Ve bu aziz çeşitleri her zaman genişliyordu.

1582’de ölen ve 1622’de kanonlaştırılan Ávila’lı Aziz Teresa gibi.

Şu anda 10.000’in üzerinde, ‘resmi’ veya değil.

İnsanlar da sıkıntılarında yardım için onlara dua etti.

Örneğin, Anthony cilt hastalıklarının koruyucu azizidir.

Gördüğünüz gibi, hemen hemen her fırsatta aranacak bir aziz vardı.

Sanatta aşıkların betimlenmesiyle ilgili büyüleyici olan şey, Sebastian ve okları ya da Aziz Francis ve kafatası olsun, hepsinin kendi özel ikonografisine sahip olmalarıdır.
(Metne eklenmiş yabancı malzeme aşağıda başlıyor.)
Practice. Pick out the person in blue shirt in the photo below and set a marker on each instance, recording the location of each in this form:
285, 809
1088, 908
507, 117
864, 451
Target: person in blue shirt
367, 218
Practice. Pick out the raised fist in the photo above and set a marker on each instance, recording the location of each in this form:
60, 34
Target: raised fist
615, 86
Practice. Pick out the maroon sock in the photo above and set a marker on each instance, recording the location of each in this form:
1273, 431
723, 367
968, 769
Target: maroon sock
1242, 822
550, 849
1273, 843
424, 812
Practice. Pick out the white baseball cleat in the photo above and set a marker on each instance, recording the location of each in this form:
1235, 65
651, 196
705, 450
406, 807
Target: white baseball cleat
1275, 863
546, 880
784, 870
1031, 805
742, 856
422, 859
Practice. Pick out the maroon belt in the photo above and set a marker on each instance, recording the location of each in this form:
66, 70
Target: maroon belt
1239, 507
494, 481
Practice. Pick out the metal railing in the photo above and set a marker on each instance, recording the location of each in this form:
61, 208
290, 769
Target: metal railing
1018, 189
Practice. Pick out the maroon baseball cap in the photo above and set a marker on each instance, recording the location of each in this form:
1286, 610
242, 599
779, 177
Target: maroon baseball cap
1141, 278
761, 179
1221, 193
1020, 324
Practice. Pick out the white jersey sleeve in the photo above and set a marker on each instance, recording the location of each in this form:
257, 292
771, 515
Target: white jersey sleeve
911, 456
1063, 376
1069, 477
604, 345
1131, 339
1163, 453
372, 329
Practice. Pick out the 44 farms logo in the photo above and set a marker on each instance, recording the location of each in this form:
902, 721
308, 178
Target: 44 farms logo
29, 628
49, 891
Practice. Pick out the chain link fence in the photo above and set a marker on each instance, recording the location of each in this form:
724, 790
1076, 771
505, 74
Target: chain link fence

Tasvir edildikleri her yerde onları hızlı bir şekilde tanınabilir hale getirdi.

Roma İmparatoru Maxentius tarafından tekerlekler üzerinde ölüme mahkûm edilen İskenderiyeli Catherine gibi.

Dokunulduğunda kesiklere ayrıldı, bu yüzden kafası kesildi.

Catherine, bu örnekte göreceğiniz gibi her fotoğrafta bir tekerlekle tasvir edilmiştir.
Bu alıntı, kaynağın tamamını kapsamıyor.